Di sana, Caraka masih membaringkan tubuh, yang separuh tertutup selimut oranye pemberian Gatra. Sayap lusuh itu bergerak pelan, pertanda bahwa pemiliknya tidak sedang tidur. Posisi Caraka berbaring miring membelakangi Gatra, membuatnya harus berjalan melingkar untuk menangkap si tatap yang ternyata tidak tertutup rapat. Tampak nyata, biru itu terlapis oleh leleh bening tipis dalam lirih tangis tanpa bahana. Terlihat menyedihkan, tapi sebisa mungkin Gatra menampik iba yang sempat hinggap pada rautnya.

Gatra duduk dan meletakkan ramuan bawaannya di batu rendah nan rata. Tangannya bersedekap menyilang, dengan tatap angkuh yang sengaja ia tabrakkan kepada Caraka. Bahkan sudah beberapa detik terlalui, Caraka tak juga memperdengarkan keluh apa-apa. Peri itu kesakitan, Gatra mengerti, tapi berusaha menunda peduli.

Napas pun ia embuskan. "Baik, lanjutkan! Kalau merasakan sakit, tidak usah memanggilku," sindir Gatra.

Caraka tidak menanggapi, sementara suara Gatra tetap mendominasi.

"Apa susahnya memanggil namaku saat membutuhkan?! Atau, kamu lupa namaku? Perlukah aku memperkenalkan diri lagi? Baik, namaku Gatra, Larik Jinggatra. Aku ini doktermu, kenapa kamu tidak pernah menganggapku ada?"

Ia mempertahankan dingin, bahkan saat pasiennya menekan isakan dengan pandang berpaling. Mengomeli orang sakit itu bukan tindakan yang benar, tetapi Gatra terlampau kesal, sampai bingung harus bagaimana. Hingga, sabdanya menabuh nada di balik gelora angkara di dalam dada.

Melodinya melunak. "Raka, aku tidak sepeka itu untuk memahami sakitmu. Jadi, mana yang sakit? Tolong beritahu aku."

Caraka menggeleng. "Aku tidak tahu dari mana sumbernya. Sakitnya di mana-mana."

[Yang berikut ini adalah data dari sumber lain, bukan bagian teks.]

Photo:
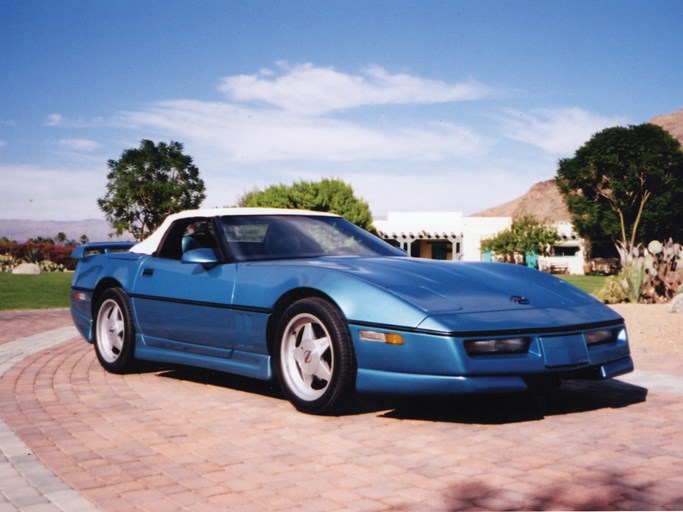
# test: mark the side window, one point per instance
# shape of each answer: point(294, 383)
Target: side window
point(186, 235)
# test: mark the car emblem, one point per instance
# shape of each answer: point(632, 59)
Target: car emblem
point(517, 299)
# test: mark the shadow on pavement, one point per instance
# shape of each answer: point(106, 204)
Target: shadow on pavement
point(571, 397)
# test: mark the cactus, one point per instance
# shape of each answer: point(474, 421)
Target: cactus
point(650, 274)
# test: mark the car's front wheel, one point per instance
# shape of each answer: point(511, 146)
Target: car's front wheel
point(114, 332)
point(314, 359)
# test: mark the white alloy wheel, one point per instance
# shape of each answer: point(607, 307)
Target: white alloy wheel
point(114, 331)
point(111, 331)
point(307, 357)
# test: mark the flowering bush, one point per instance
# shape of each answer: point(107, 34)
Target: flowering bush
point(50, 256)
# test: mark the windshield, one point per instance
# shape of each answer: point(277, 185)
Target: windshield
point(261, 237)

Gatra curiga, mungkin terjadi sesuatu dengan sayap Caraka. Sedikit luka di sana akan menyebarkan banyak rasa sakit. Itu sudah sering terjadi, Caraka harus terbiasa meski tak suka. Gatra jadi sedih kalau memikirkan hal itu, hingga di benaknya timbul pertanyaan kelabu.

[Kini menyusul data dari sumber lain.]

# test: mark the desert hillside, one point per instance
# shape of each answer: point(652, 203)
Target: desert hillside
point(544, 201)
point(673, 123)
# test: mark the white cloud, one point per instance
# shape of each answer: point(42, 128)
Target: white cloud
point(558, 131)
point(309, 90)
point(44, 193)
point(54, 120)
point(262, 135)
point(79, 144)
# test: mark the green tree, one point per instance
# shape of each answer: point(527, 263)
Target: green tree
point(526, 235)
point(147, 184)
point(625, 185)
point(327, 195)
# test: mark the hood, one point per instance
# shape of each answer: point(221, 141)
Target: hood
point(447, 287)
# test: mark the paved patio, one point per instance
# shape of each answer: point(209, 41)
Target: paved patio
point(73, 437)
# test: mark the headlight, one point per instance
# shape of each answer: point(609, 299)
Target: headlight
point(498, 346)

Mengapa Tuhan memberi hidup pada raga lemah itu?

Bukannya ia ingin Caraka cepat mati, tetapi terlalu menyedihkan melihat raut kesakitan itu dari dekat. Ah, mengapa juga ia menjadi dokter seperti ini? Padahal, pekerjaan ini cukup sulit. Daripada pasiennya, seorang penyembuh memendam lebih banyak rasa sakit. Seperti ini contohnya, saat Gatra memandangi Caraka yang menangis tanpa suara, mengusap air mata tanpa membagi nyeri yang dia rasa.

"Ayo bangun, aku akan memeriksamu setelah kamu meminum obat," ujar Gatra.

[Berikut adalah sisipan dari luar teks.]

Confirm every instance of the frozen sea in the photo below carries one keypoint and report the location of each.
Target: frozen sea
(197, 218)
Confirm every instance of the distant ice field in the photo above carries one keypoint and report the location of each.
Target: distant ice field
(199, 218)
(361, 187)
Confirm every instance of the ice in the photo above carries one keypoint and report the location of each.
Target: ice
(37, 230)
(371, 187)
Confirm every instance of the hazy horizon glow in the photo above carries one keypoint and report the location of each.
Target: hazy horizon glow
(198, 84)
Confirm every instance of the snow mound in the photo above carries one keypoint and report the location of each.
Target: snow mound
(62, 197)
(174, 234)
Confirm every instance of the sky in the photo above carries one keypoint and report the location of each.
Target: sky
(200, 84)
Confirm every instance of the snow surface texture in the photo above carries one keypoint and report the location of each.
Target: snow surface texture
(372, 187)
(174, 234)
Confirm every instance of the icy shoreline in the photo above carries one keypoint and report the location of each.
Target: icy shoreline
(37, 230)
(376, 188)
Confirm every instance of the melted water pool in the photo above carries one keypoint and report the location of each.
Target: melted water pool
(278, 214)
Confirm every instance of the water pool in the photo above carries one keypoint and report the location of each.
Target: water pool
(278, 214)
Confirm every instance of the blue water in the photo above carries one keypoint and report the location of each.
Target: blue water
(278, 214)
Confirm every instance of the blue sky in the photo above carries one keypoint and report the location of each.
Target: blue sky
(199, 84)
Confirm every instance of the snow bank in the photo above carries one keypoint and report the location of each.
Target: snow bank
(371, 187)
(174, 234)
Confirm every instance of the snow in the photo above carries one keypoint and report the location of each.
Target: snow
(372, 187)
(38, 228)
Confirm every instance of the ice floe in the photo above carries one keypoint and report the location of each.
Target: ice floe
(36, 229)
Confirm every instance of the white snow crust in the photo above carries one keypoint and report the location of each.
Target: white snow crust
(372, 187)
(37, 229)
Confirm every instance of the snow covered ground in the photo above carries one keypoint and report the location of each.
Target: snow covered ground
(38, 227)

Gatra menarik Caraka untuk bangkit, menyandarkan tubuh lemas itu pada kokoh dahan flamboyan. Caraka tampak tidak bertenaga, pucat wajah itu membuat Gatra tak tega melanjutkan gerutu marahnya. Seakan-akan, hatinya terbalik pada sisi baik yang kini ia tunjukkan untuk semesta.